Retour sur thématique chère à Dominique Dupagne : la confusion entre corrélation et causalité, c'est à dire entre lien statistique et lien de cause à effet, à l'occasion de deux "Statalacons" édifiantes

Il ne faut pas toujours se fier aux statistiques pour en déduire une vérité
Il ne faut pas toujours se fier aux statistiques pour en déduire une vérité © Getty / Petra Toth / EyeEm

Intuitivement, mais à tort, nous avons l’impression que lorsque la fréquence de deux événements augmente parallèlement, l’un est la conséquence de l’autre. C’est parfois vrai, comme par exemple la relation solidement établie entre la consommation de tabac et le risque de cancer du poumon. Mais le plus souvent, c’est à tort que l’on affirme un lien de cause à effet devant une simple corrélation statistique.

Post hoc, ergo propter hoc*

Deux exemples  illustrent ce piège qui guette tous les journalistes, notamment scientifiques.

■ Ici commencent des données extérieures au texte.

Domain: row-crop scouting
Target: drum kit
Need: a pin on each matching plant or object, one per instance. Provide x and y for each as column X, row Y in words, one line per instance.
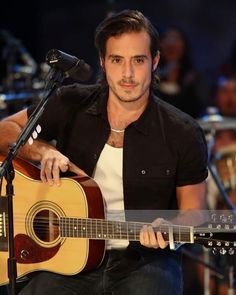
column 222, row 168
column 224, row 157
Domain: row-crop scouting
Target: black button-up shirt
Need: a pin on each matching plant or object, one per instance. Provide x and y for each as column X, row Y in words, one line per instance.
column 163, row 149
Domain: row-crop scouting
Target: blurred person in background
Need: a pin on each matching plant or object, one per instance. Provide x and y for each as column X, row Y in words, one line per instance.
column 180, row 83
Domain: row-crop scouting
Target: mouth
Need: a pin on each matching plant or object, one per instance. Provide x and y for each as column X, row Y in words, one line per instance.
column 128, row 86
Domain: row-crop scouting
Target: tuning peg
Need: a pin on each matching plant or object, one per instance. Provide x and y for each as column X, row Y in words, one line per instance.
column 230, row 218
column 223, row 251
column 213, row 217
column 223, row 218
column 231, row 251
column 210, row 243
column 215, row 251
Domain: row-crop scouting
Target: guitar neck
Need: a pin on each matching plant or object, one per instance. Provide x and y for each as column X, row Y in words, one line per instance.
column 106, row 229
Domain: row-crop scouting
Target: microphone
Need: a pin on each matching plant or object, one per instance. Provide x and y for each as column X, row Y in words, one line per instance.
column 72, row 66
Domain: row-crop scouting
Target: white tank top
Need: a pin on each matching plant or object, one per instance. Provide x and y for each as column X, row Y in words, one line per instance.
column 108, row 175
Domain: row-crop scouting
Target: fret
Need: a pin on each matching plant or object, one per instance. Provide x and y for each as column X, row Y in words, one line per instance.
column 109, row 229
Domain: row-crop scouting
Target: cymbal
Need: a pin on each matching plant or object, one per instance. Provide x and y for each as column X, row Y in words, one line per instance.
column 216, row 122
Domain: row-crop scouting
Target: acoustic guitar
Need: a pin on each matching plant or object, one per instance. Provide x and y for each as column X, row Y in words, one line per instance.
column 63, row 229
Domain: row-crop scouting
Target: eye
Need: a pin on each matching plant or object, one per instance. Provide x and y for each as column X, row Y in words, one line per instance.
column 116, row 60
column 139, row 60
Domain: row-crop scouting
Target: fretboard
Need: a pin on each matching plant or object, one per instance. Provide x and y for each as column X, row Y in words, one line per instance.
column 106, row 229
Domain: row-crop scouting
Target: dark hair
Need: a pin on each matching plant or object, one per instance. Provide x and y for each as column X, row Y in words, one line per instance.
column 124, row 22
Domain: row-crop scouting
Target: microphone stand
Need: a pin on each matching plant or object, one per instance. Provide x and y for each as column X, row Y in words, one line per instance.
column 54, row 79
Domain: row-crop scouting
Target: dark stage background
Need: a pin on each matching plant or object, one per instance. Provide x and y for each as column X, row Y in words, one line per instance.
column 210, row 25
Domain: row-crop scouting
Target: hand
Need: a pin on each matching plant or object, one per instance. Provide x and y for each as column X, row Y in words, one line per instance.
column 151, row 239
column 52, row 163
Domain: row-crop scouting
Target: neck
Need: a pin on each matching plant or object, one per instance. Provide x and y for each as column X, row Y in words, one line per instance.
column 121, row 114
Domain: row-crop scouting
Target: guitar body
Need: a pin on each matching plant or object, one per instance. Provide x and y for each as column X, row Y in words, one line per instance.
column 37, row 208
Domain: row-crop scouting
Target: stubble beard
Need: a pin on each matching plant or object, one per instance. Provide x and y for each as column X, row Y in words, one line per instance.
column 130, row 98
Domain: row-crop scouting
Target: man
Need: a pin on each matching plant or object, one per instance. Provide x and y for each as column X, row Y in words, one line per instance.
column 143, row 153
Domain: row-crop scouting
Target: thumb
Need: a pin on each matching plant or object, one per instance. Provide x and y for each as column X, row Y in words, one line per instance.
column 75, row 169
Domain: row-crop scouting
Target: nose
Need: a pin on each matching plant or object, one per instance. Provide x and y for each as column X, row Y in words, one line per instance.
column 128, row 70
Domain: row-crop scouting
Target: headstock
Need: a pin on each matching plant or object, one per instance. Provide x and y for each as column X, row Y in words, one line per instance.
column 219, row 234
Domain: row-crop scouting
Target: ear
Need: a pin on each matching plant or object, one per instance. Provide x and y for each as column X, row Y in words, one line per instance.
column 155, row 61
column 102, row 63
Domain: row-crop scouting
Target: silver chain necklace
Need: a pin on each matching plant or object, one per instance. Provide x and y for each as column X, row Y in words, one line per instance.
column 118, row 130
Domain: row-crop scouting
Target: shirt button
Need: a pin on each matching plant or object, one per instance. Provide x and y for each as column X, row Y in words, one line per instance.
column 95, row 156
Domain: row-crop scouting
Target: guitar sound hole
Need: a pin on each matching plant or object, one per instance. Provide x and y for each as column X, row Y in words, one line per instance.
column 46, row 226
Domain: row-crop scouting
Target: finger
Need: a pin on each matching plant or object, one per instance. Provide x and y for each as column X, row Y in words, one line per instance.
column 48, row 171
column 42, row 171
column 143, row 236
column 157, row 222
column 56, row 172
column 162, row 243
column 73, row 168
column 153, row 242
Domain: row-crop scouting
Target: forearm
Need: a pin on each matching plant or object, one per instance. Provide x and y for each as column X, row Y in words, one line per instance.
column 9, row 132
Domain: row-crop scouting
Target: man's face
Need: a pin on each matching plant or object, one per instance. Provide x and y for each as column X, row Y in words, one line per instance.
column 128, row 66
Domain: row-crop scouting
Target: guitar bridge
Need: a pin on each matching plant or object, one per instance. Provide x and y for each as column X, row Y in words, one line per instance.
column 3, row 224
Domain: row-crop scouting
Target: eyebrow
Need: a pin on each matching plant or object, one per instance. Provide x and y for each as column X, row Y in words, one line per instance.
column 119, row 56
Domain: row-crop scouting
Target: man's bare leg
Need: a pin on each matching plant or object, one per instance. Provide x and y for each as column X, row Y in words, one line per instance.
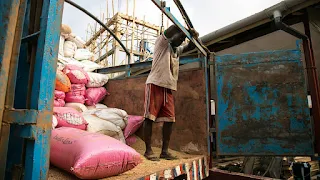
column 166, row 134
column 147, row 139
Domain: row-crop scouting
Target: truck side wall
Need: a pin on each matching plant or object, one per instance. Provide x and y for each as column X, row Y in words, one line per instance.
column 189, row 134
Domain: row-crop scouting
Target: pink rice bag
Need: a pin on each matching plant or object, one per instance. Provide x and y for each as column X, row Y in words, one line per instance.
column 134, row 123
column 59, row 94
column 59, row 103
column 131, row 140
column 75, row 99
column 76, row 74
column 76, row 95
column 69, row 117
column 54, row 122
column 90, row 155
column 95, row 95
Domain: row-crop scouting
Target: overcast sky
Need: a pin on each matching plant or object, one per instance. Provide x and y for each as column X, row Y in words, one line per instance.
column 206, row 15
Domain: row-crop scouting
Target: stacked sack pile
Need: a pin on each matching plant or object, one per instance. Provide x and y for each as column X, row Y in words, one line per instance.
column 88, row 139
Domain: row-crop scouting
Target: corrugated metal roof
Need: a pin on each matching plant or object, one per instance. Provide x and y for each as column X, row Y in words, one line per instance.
column 286, row 7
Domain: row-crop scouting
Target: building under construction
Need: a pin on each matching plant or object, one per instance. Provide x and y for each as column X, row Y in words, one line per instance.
column 136, row 34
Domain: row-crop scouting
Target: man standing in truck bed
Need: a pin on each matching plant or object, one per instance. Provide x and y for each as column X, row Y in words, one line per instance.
column 162, row 80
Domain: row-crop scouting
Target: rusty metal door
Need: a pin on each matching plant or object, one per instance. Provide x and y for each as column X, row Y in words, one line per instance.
column 262, row 106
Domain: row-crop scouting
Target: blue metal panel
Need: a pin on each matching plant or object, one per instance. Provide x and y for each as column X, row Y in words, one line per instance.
column 29, row 144
column 16, row 143
column 9, row 31
column 262, row 104
column 37, row 152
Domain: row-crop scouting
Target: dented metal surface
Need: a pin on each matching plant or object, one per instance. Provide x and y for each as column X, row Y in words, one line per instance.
column 262, row 104
column 30, row 114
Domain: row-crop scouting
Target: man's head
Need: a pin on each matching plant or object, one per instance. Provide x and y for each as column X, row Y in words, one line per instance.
column 175, row 36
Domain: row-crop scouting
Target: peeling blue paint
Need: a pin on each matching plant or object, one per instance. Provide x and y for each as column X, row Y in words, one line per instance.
column 262, row 104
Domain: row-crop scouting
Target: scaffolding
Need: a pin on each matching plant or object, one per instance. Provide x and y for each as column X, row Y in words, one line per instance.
column 137, row 35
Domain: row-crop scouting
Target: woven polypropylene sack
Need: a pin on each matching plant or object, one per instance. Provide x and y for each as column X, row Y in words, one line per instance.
column 76, row 74
column 69, row 117
column 90, row 155
column 69, row 48
column 62, row 82
column 97, row 125
column 95, row 95
column 97, row 80
column 77, row 106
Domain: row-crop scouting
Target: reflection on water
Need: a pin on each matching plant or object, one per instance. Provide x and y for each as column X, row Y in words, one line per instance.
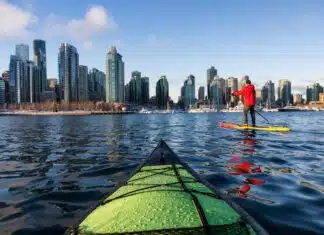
column 53, row 168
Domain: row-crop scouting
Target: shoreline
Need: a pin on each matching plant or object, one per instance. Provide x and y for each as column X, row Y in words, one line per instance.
column 61, row 113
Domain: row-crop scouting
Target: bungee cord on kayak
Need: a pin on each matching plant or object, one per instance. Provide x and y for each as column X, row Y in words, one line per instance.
column 166, row 198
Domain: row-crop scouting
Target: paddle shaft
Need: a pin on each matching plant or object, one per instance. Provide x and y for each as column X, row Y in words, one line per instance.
column 262, row 116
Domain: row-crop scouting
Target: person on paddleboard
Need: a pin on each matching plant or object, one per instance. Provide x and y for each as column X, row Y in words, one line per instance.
column 248, row 92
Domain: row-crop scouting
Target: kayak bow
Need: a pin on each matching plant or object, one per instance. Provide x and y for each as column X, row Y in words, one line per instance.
column 165, row 196
column 249, row 127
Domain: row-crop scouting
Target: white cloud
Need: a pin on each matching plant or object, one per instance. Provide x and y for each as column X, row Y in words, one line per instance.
column 153, row 40
column 88, row 44
column 96, row 20
column 117, row 43
column 14, row 21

Le premier  concerne les prisons anglaises, où le tabac vient d’être interdit. Quelques mois après, les aumôniers ont été débordés par les demandes de Bibles de la part des détenus.  L’arrêt du tabac aurait-il fait réfléchir les prisonniers sur l’avenir leur âme ?  C’est la conclusion hâtive et erronée qui pourrait naître de la confusion entre corrélation et causalité, or la raison de cette piété aussi soudaine qu'apparente est toute autre : le papier bible est idéal pour rouler des cigarettes artisanales, et la demande s’est effondrée lorsque les prisons ont commandé des Bibles en papier recyclé, bien plus épais !  

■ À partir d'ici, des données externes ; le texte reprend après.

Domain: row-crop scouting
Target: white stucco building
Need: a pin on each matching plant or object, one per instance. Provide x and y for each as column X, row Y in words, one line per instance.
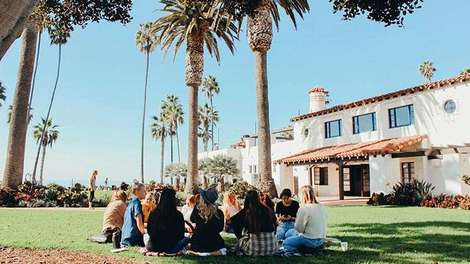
column 369, row 145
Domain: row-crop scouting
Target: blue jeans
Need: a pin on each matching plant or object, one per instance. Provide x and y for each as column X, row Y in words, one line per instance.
column 282, row 229
column 180, row 245
column 295, row 241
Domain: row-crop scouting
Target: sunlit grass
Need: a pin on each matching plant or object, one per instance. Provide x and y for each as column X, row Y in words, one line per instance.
column 375, row 235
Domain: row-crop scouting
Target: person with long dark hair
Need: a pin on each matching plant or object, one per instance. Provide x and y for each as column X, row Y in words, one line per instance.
column 255, row 228
column 166, row 226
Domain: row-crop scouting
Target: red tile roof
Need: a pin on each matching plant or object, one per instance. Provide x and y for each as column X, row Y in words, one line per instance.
column 427, row 86
column 356, row 150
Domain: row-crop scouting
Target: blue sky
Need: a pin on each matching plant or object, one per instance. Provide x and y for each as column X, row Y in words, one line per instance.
column 99, row 99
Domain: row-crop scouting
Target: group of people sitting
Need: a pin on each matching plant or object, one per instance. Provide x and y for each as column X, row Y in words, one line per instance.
column 157, row 226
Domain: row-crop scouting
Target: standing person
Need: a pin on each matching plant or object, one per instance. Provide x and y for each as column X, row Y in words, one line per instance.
column 133, row 229
column 310, row 225
column 92, row 188
column 230, row 208
column 166, row 226
column 286, row 212
column 266, row 200
column 209, row 222
column 257, row 226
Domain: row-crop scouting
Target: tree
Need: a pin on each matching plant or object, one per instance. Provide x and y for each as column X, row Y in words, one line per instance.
column 160, row 131
column 62, row 15
column 261, row 14
column 3, row 97
column 10, row 113
column 174, row 116
column 176, row 172
column 427, row 70
column 210, row 87
column 146, row 42
column 220, row 167
column 192, row 22
column 51, row 134
column 207, row 116
column 14, row 165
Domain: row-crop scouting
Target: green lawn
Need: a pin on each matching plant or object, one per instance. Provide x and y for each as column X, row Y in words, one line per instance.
column 375, row 235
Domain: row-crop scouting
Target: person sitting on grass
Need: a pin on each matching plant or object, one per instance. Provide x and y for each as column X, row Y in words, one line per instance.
column 310, row 226
column 166, row 226
column 255, row 232
column 209, row 220
column 286, row 212
column 187, row 210
column 133, row 229
column 113, row 217
column 230, row 208
column 148, row 205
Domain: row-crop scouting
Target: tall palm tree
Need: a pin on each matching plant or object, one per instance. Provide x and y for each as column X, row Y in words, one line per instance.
column 2, row 93
column 174, row 115
column 59, row 36
column 210, row 87
column 192, row 22
column 160, row 132
column 51, row 134
column 261, row 15
column 14, row 166
column 427, row 70
column 146, row 42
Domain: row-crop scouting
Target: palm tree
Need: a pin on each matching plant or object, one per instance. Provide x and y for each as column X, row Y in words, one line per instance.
column 207, row 116
column 210, row 87
column 427, row 70
column 261, row 15
column 2, row 93
column 49, row 134
column 10, row 114
column 174, row 115
column 14, row 165
column 59, row 36
column 146, row 42
column 160, row 131
column 192, row 22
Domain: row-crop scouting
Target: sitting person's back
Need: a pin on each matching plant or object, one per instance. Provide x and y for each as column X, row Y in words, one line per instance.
column 310, row 225
column 209, row 223
column 113, row 217
column 133, row 228
column 255, row 228
column 166, row 226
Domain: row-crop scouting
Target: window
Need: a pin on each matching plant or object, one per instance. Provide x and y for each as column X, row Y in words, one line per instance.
column 407, row 172
column 450, row 106
column 364, row 123
column 401, row 116
column 320, row 175
column 333, row 129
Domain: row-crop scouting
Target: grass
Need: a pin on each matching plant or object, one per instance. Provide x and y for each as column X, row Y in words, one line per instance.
column 375, row 234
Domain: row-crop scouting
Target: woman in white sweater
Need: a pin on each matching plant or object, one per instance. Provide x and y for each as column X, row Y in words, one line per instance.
column 310, row 224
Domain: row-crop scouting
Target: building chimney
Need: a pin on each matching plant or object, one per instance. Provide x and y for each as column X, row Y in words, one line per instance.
column 318, row 99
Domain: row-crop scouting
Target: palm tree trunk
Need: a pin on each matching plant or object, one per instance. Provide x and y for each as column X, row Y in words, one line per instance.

Le deuxième exemple amusant l’est pour une autre raison. La confusion entre corrélation et causalité a été commise sur notre antenne, par moi-même ! Pan sur le bec ! Dans ma chronique du 7 décembre, j’ai décrit une étude d’observation qui montre une corrélation inverse entre la consommation de fromage et le risque d’infarctus, affirmant un peu rapidement que le fromage protégeait le coeur ! Ce raccourci est typique d’une confusion entre corrélation et causalité car il est tout à fait possible que le verre de vin rouge qui accompagne souvent le fromage soit à l'origine de la diminution du risque d’infarctus, ou tout autre élément non identifié que l’on appelle “facteur de confusion”. 

Aveuglé par ma haine de l’hygiénisme, j’ai laissé de côté ma rigueur habituelle. J’aurais dû me contenter de dire à propos de l’étude que j’ai citée, qu’elle ne justifiait pas pas d’interdire le fromage pour éviter l’infarctus. La nuance peut paraître subtile, mais elle est importante. Seule une étude d’intervention, consistant à recommander ou au contraire déconseiller le fromage à deux groupes de volontaires tirés au sort permettrait de parler de causalité et donc de protection en cas de diminution des infarctus dans le groupe incité à consommer du fromage.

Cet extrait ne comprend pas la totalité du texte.